Hawley, Miford and oh yes, Honesdale. A longer stretch of town which bore similarities to the others, but with pointier church steeples. Just one block off the main drag there were three tall churches, each in succession of one another. As with all of these towns, its very pretty to see the church steeple or cornices of old buildings against the tree covered mountains in the background. Calling them hills would be more appropriate, since that is what they look like. But they are beautiful.

As far as wildlife, there is a lot of oppossum roadkill. Squirrles love playing in the trees and its common to hear the screech, screech of a hawk. Deer are plentiful and the Fall Web Worm, a type of catepillar, builds webby masses in many of the leafy trees. Inside you see the little wormies, curled leaves and scat.

The woods are lush and gorgeous. Just tonight I took a little stroll in a fruitless search for the remains of the French-Indian War Fort Hyndshaw. The walk was along the ridge of a bluff. The setting sun made orange the trees and foliage and the high branches raised the ceiling of the canopy to decent heights. White-tail deer sprung through the ferns and the chill brought a certain stillness. There was maple, ash, hickory, birch, oak and other trees I was clueless about. Vinca grows quite freely on the bed of the woods.

Delaware Water Gap is the name of the town and location where the river cuts through the Poconos mountains. A glacier once split them in two and the rock is left exposed. You look over at New Jersey and see a jagged cliff face rising many hundreds of feet upwards.

Above Delaware Water Gap is a small village called Shawnee. Here you can find the Shawnee Inn (haunted), where once Jackie Gleason played golf. He would also frequent a locals pool-hall in the village as well. Lucile Ball, Eisenhower and Bob Hope made visits and Mr. Green Jeans, from Captain Kangaroo once lived there. At the top of the village was the old Presbyterian Church and graveyard, with graves going back into the 1700's. They had a puzzle of how they were going to fit the church in the graveyard and decided they would just incorporate them into the tombstone. I searched, and was able to find a tombstone of a French-Indian War Vet!

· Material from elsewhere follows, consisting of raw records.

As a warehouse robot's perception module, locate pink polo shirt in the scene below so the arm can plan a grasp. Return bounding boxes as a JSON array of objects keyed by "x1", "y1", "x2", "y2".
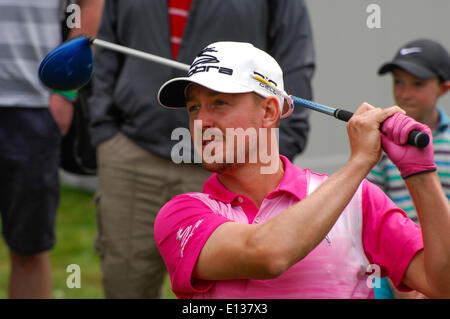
[{"x1": 155, "y1": 156, "x2": 423, "y2": 299}]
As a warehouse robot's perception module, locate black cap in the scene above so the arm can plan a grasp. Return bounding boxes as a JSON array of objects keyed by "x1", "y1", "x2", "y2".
[{"x1": 378, "y1": 39, "x2": 450, "y2": 81}]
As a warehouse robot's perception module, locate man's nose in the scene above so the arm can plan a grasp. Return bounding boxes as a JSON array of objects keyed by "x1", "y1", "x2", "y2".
[{"x1": 196, "y1": 105, "x2": 214, "y2": 130}]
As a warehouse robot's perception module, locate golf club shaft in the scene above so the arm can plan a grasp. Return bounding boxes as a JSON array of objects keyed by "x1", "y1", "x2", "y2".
[
  {"x1": 291, "y1": 95, "x2": 430, "y2": 148},
  {"x1": 90, "y1": 38, "x2": 189, "y2": 72},
  {"x1": 90, "y1": 38, "x2": 429, "y2": 148}
]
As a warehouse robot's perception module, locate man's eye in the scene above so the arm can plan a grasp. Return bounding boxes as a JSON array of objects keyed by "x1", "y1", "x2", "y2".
[{"x1": 188, "y1": 105, "x2": 199, "y2": 113}]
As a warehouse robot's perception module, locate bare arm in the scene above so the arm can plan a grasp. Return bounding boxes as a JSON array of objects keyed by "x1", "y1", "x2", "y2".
[
  {"x1": 403, "y1": 172, "x2": 450, "y2": 298},
  {"x1": 194, "y1": 104, "x2": 398, "y2": 280}
]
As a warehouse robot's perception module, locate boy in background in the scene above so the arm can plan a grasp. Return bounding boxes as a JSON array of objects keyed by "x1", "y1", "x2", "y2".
[{"x1": 368, "y1": 39, "x2": 450, "y2": 299}]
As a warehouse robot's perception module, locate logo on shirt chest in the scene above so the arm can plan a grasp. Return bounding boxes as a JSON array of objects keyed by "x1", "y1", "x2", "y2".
[{"x1": 177, "y1": 219, "x2": 203, "y2": 258}]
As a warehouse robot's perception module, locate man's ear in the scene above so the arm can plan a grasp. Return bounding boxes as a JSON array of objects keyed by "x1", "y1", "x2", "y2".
[{"x1": 261, "y1": 96, "x2": 280, "y2": 127}]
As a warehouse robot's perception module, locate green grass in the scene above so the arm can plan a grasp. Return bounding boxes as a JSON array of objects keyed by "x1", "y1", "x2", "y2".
[{"x1": 0, "y1": 187, "x2": 175, "y2": 299}]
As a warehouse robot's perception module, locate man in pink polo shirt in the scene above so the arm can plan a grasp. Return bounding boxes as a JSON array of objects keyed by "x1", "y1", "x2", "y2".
[{"x1": 155, "y1": 42, "x2": 450, "y2": 298}]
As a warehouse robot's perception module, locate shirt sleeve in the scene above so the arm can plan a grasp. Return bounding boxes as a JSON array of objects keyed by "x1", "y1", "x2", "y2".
[
  {"x1": 154, "y1": 194, "x2": 230, "y2": 298},
  {"x1": 362, "y1": 181, "x2": 423, "y2": 291}
]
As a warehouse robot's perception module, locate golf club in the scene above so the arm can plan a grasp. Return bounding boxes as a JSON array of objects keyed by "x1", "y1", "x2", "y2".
[{"x1": 38, "y1": 36, "x2": 430, "y2": 148}]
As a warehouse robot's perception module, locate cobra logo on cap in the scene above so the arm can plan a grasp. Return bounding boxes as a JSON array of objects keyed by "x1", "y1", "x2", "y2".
[{"x1": 188, "y1": 47, "x2": 233, "y2": 77}]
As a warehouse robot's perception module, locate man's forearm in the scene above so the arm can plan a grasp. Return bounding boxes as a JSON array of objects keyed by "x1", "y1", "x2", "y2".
[{"x1": 405, "y1": 172, "x2": 450, "y2": 297}]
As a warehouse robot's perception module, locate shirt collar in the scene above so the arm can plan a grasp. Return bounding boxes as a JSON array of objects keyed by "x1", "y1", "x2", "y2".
[{"x1": 203, "y1": 155, "x2": 306, "y2": 204}]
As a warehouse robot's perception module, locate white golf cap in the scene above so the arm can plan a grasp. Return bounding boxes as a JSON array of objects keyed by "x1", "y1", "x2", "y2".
[{"x1": 158, "y1": 42, "x2": 293, "y2": 118}]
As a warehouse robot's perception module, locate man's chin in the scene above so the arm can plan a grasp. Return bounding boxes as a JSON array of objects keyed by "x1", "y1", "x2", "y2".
[{"x1": 202, "y1": 161, "x2": 239, "y2": 173}]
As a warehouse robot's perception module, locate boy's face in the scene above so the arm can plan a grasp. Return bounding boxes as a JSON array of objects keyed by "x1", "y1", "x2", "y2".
[{"x1": 392, "y1": 68, "x2": 448, "y2": 122}]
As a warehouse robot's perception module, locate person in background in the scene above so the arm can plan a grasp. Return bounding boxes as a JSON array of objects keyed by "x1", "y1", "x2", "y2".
[
  {"x1": 368, "y1": 39, "x2": 450, "y2": 299},
  {"x1": 0, "y1": 0, "x2": 103, "y2": 298},
  {"x1": 89, "y1": 0, "x2": 315, "y2": 298},
  {"x1": 155, "y1": 41, "x2": 450, "y2": 299}
]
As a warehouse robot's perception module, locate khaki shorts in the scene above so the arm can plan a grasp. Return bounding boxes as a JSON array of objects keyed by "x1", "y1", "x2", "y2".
[{"x1": 95, "y1": 134, "x2": 211, "y2": 298}]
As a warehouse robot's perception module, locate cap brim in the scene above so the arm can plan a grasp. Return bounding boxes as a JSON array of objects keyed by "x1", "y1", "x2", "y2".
[
  {"x1": 158, "y1": 77, "x2": 294, "y2": 118},
  {"x1": 378, "y1": 61, "x2": 437, "y2": 79},
  {"x1": 158, "y1": 77, "x2": 253, "y2": 108}
]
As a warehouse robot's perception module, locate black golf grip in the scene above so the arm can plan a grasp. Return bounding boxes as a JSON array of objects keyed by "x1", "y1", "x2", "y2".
[{"x1": 333, "y1": 109, "x2": 430, "y2": 148}]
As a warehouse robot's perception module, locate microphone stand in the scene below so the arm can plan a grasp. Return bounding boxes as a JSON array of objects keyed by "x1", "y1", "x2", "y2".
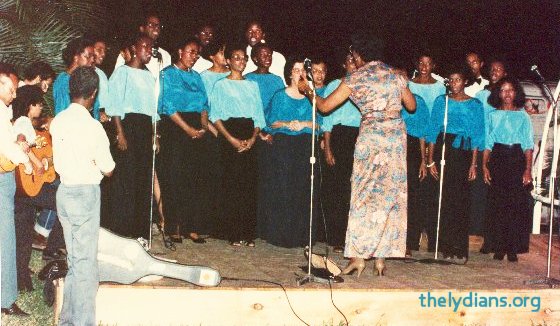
[
  {"x1": 296, "y1": 74, "x2": 329, "y2": 286},
  {"x1": 415, "y1": 92, "x2": 454, "y2": 265},
  {"x1": 525, "y1": 66, "x2": 560, "y2": 288},
  {"x1": 148, "y1": 47, "x2": 165, "y2": 250}
]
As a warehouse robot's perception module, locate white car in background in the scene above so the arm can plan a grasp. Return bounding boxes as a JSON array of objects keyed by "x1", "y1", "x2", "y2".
[{"x1": 521, "y1": 81, "x2": 560, "y2": 234}]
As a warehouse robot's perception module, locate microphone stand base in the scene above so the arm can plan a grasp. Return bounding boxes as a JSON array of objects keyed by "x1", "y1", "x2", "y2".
[
  {"x1": 296, "y1": 274, "x2": 329, "y2": 286},
  {"x1": 524, "y1": 277, "x2": 560, "y2": 289}
]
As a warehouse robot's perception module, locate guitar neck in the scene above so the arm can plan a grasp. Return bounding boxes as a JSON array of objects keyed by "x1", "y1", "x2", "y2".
[{"x1": 147, "y1": 258, "x2": 220, "y2": 286}]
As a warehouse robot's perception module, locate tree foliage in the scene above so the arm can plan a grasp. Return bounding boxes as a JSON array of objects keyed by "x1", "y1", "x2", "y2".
[{"x1": 0, "y1": 0, "x2": 106, "y2": 71}]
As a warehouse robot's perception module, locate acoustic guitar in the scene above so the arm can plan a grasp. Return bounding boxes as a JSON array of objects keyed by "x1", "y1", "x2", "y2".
[
  {"x1": 16, "y1": 130, "x2": 56, "y2": 197},
  {"x1": 97, "y1": 228, "x2": 222, "y2": 287}
]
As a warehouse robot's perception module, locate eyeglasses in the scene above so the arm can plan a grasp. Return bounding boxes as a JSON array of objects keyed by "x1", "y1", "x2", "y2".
[
  {"x1": 348, "y1": 44, "x2": 354, "y2": 62},
  {"x1": 146, "y1": 23, "x2": 163, "y2": 29},
  {"x1": 231, "y1": 56, "x2": 248, "y2": 61}
]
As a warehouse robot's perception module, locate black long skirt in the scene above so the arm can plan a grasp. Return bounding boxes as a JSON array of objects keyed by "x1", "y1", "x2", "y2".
[
  {"x1": 103, "y1": 113, "x2": 152, "y2": 238},
  {"x1": 218, "y1": 118, "x2": 257, "y2": 241},
  {"x1": 158, "y1": 112, "x2": 212, "y2": 236},
  {"x1": 260, "y1": 134, "x2": 320, "y2": 248},
  {"x1": 434, "y1": 134, "x2": 472, "y2": 257},
  {"x1": 488, "y1": 144, "x2": 532, "y2": 254},
  {"x1": 406, "y1": 135, "x2": 425, "y2": 250},
  {"x1": 319, "y1": 125, "x2": 359, "y2": 247}
]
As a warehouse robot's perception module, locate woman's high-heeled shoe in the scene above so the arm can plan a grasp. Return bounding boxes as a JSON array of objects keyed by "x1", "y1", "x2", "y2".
[
  {"x1": 374, "y1": 258, "x2": 385, "y2": 276},
  {"x1": 342, "y1": 258, "x2": 366, "y2": 277}
]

I've made a visit to the Poconos Indian Museum. It was quite basic and very low budget. But, I will admit that it was one of the best museums I've been in. You had tape recorder on which you pushed the play button and walked through the small hallways. The information was clear, well-researched and concise, the displays excellent at interpreting information and the artifact collection superb. They also had a medicinal listing of plants once used and cites for their research. The Linape were tricked by settlers in a deal called the "Walking Purchase" which is worth looking up.

This blog is infrequent, jumbled and rushed as I've been spending any down time planning and managing. With another guy on the road to manage in addition to myself, I've been able to structure the show and also orchestrate some of what is happening back at headquarters as well. Just last night I had to plot my next journey of Maine, New Hampshire, Massachusetts and New York, all of which I'm doing in October. The other guy I'm sending to the Adirondacks and Catskills. So, autumn will be spent in a place that will be wonderful to experience autumn! In other words, its been hectic but exciting, in a way.

I'll be heading down to the haunted Jim Thorpe Inn tomorrow and then down to Fairfield and Gettysburg (speaking of haunted places) along the border and then shooting back up to the Poconos. Yo-yo style!

Here's to Rick Wright, the PInk Floyd keyboardist that passed away last week and now has joined the Great Gig in the Sky.

Must run now, but I hope to catch you soon!